Die Illusion der Erklärungstiefe

Journalisten haben immer mit dem „gefährlichen Halbwissen“ zu kämpfen. Manche überspielen es mit einer übertriebener Arroganz, andere mit versuchen es mit eingestreuten Wissenshappen zu kaschieren. Selbst als Fachjournalist gibt es ein Wissensdelta, das zumindest die tiefen Experten sofort aufspüren. Andere Journalisten arbeiten fleißig daran, das Halbwissen in ein Dreiviertelwissen umzuwandeln. Dabei bleibt immer dasselbe Gefühl: Wann werde ich als Scharlatan enttarnt. Ich hatte schon vorher über das „Imposture-Syndrome“ geschrieben.

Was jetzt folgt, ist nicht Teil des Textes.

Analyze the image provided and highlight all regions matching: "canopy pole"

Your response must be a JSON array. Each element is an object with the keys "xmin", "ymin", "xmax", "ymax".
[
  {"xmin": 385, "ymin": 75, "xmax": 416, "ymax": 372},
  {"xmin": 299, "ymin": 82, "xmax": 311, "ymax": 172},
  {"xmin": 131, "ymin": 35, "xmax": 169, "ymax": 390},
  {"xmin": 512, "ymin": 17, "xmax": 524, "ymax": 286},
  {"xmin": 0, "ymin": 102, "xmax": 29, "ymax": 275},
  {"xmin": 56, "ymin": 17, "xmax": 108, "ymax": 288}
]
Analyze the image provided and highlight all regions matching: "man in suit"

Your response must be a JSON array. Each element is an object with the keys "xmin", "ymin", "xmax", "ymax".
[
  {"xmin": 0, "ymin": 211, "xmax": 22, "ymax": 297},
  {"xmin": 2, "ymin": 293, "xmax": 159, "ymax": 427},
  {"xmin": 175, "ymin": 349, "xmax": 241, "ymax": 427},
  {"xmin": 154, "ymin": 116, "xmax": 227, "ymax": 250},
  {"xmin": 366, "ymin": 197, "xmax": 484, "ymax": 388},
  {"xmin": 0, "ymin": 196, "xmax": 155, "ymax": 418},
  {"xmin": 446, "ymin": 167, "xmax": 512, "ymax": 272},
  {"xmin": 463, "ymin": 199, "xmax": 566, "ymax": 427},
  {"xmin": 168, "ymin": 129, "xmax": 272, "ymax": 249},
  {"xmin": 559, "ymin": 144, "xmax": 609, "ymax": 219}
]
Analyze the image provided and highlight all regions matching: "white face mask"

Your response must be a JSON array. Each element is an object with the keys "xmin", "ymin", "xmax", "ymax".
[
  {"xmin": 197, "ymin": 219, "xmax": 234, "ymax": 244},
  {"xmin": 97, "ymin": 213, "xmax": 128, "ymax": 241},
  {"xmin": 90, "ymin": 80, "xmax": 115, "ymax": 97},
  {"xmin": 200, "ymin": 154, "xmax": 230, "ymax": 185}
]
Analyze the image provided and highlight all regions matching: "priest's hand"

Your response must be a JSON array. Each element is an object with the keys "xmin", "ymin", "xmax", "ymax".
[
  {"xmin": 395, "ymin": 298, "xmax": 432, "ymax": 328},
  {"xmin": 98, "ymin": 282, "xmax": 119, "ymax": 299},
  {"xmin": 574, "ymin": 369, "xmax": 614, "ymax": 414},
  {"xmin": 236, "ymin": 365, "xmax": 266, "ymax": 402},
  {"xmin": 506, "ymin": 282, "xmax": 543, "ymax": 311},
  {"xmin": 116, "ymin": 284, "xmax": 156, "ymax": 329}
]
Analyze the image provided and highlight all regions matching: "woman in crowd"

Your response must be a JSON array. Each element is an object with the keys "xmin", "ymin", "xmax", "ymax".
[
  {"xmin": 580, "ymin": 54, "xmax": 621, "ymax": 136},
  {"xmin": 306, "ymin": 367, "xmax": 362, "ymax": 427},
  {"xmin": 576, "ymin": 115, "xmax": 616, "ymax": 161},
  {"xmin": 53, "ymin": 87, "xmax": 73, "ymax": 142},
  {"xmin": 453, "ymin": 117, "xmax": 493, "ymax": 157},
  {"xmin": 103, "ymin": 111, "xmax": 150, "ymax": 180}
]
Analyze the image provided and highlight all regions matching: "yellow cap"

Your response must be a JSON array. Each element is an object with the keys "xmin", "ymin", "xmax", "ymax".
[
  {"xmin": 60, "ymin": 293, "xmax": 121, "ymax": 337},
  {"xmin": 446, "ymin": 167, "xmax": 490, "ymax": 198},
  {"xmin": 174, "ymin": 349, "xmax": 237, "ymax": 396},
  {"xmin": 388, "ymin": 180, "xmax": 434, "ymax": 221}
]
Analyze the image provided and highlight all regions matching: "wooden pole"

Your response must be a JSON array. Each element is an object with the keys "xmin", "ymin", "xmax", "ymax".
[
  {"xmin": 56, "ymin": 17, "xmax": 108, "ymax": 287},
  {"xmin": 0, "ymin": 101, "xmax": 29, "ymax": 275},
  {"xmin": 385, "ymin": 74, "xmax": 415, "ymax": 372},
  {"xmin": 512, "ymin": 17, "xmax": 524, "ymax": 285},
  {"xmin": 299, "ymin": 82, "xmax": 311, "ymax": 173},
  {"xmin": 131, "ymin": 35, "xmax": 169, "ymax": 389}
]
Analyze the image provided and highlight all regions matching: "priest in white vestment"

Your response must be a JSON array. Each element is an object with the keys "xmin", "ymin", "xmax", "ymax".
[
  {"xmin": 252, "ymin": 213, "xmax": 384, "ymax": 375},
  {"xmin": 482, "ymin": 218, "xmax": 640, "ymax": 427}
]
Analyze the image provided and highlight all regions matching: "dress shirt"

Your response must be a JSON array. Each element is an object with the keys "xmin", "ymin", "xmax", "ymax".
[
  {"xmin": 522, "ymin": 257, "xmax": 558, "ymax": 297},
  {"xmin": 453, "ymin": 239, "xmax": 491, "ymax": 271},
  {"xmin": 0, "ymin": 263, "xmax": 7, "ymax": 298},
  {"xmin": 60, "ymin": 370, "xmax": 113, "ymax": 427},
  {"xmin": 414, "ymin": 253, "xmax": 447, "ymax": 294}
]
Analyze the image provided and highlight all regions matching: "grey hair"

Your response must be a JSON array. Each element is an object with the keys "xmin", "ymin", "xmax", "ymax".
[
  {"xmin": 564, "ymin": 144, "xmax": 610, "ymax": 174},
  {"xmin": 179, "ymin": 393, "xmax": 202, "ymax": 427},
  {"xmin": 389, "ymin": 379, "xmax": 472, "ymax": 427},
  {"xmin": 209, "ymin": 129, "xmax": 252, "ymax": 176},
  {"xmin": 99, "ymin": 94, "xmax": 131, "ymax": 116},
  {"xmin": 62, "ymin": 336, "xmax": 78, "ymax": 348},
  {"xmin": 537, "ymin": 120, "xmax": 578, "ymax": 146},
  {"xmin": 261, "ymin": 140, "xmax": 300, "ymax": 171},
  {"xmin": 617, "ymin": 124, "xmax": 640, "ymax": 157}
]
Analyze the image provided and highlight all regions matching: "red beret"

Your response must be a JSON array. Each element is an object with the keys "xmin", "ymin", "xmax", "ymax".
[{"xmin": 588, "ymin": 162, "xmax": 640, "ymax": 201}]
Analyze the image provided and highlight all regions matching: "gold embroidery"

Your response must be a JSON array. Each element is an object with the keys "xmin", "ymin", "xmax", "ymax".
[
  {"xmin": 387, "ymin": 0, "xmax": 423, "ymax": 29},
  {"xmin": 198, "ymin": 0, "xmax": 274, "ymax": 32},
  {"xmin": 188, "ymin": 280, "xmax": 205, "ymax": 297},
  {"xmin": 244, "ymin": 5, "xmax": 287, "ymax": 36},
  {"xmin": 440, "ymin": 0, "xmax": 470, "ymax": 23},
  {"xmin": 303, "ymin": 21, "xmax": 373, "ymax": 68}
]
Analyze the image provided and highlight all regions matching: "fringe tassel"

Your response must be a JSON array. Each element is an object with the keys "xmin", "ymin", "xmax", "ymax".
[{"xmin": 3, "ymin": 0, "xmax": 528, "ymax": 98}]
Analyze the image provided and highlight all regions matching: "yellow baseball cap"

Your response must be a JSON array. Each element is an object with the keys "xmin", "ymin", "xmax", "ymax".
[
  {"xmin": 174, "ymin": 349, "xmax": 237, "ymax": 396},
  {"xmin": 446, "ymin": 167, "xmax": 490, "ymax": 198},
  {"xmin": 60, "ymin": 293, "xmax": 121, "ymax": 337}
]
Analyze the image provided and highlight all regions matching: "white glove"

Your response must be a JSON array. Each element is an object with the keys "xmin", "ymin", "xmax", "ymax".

Heute habe ich im Radio einem australischen Politiker zugehört, der keine der Fragen, auch nicht die Nachfragen der Radiomoderatorin konkret geantwortet hat. So wie ein Pudding, den man nicht an die Wand nageln kann. Die Moderatorin, eine ältere, sehr erfahrene Journalistin, blieb dran. Aber der Politiker war sehr geschmeidig und ließ sich nicht auf Details oder irgendwelche Aussagen ein. Für mich ist das immer das Signal, dass er nicht mit offenen Karten spielt und etwas verbirgt. Möglicherweise weiß er es auch nicht und kaschiert gerade sein gefährliches Halbwissen. So interessant dieses journalistische Katz-und-Maus-Spiel ist, letztlich ist das Zuhören eine reine Lebenszeitverschwendung.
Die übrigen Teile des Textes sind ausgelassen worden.